The Pointing Man (Part One)
Judge for yourself. And, as it’s Irish, there’s blood and tragedy and burning in it, and the mystery of that island, the little dog of Europe.
So.
There stood the house as old as time. And in the very middle of that house –– the very middle, mind –– one of those towers from the time before time, from time immortal and built by the giants. Sure, it was that old, and with the rest of that huge house wrapped around it, a great brocade cloak, hugging that tower for all to keep each other safe. And so atop it, over that great house there he stands, the Pointing Man, right up there, above the cornices and the pediments and such like, pointing as if he knew the right and wrong of it and guarding the whole thing.
Once upon a time, they told me, he was carrying, on his highest turret there, his lordship's coat of arms and the like which has fallen away. So he’s left by himself high and pointing. Who’d he be? St. Peter and Paul, St. Ignatius Loyola with the armour on him, or back and back and one of those giants themselves masquerading as a saint. But then might it not just be that one night of moil and thunder suddenly in the howling storm there he was, not a part of anything but himself.

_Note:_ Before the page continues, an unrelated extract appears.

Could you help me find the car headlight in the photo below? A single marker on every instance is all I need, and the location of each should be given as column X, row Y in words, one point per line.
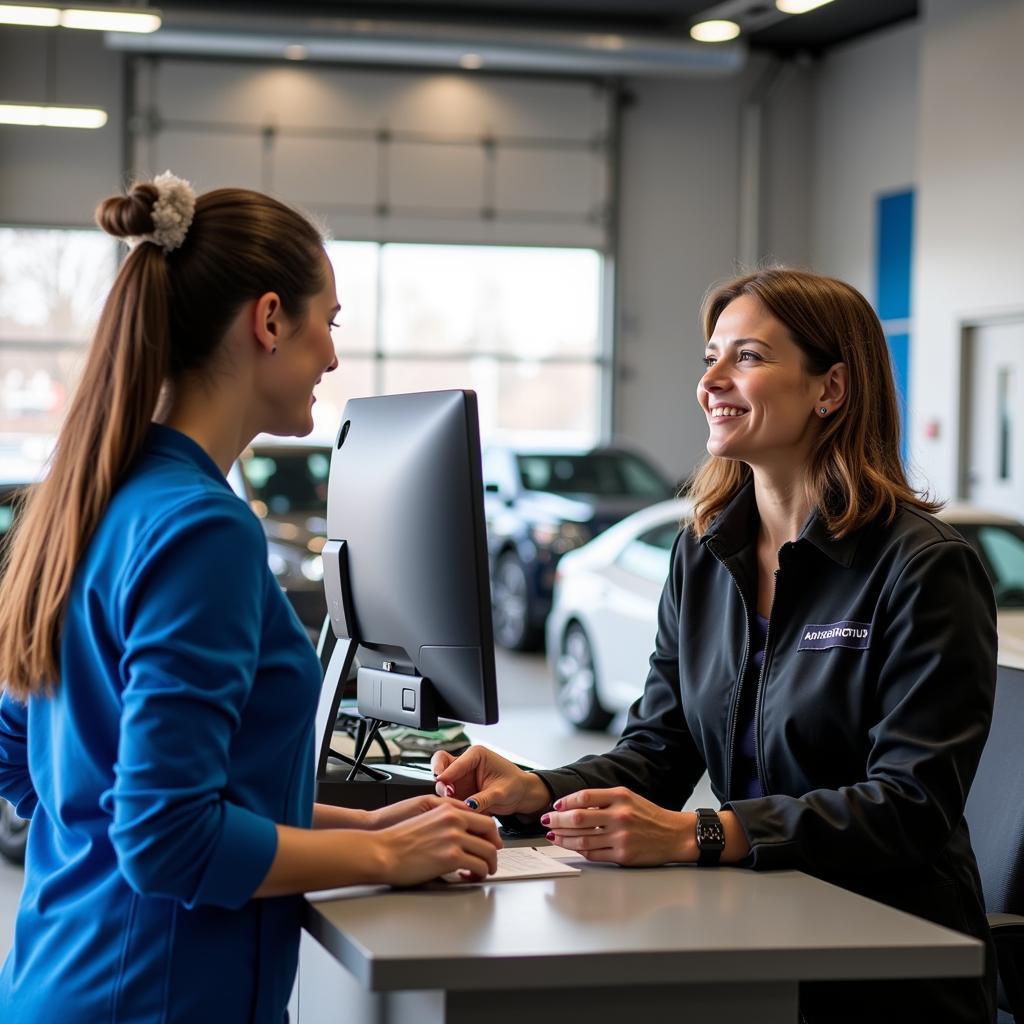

Which ever way you look at it, there’s now The Pointing Man, the sign of the strength of that tower within, with its mighty walls fifteen foot thick if they’re half an inch. A blessing to it he was and a blessing he is. And –– this is it –– a curse to those that meddle.
Well –– so –– now, while other places were destroyed and burnt to the ground in the Bad Times from Cromwell to the very present, the house stood there, protected inside and out with The Pointing Man a mighty defense against the perils of the moment.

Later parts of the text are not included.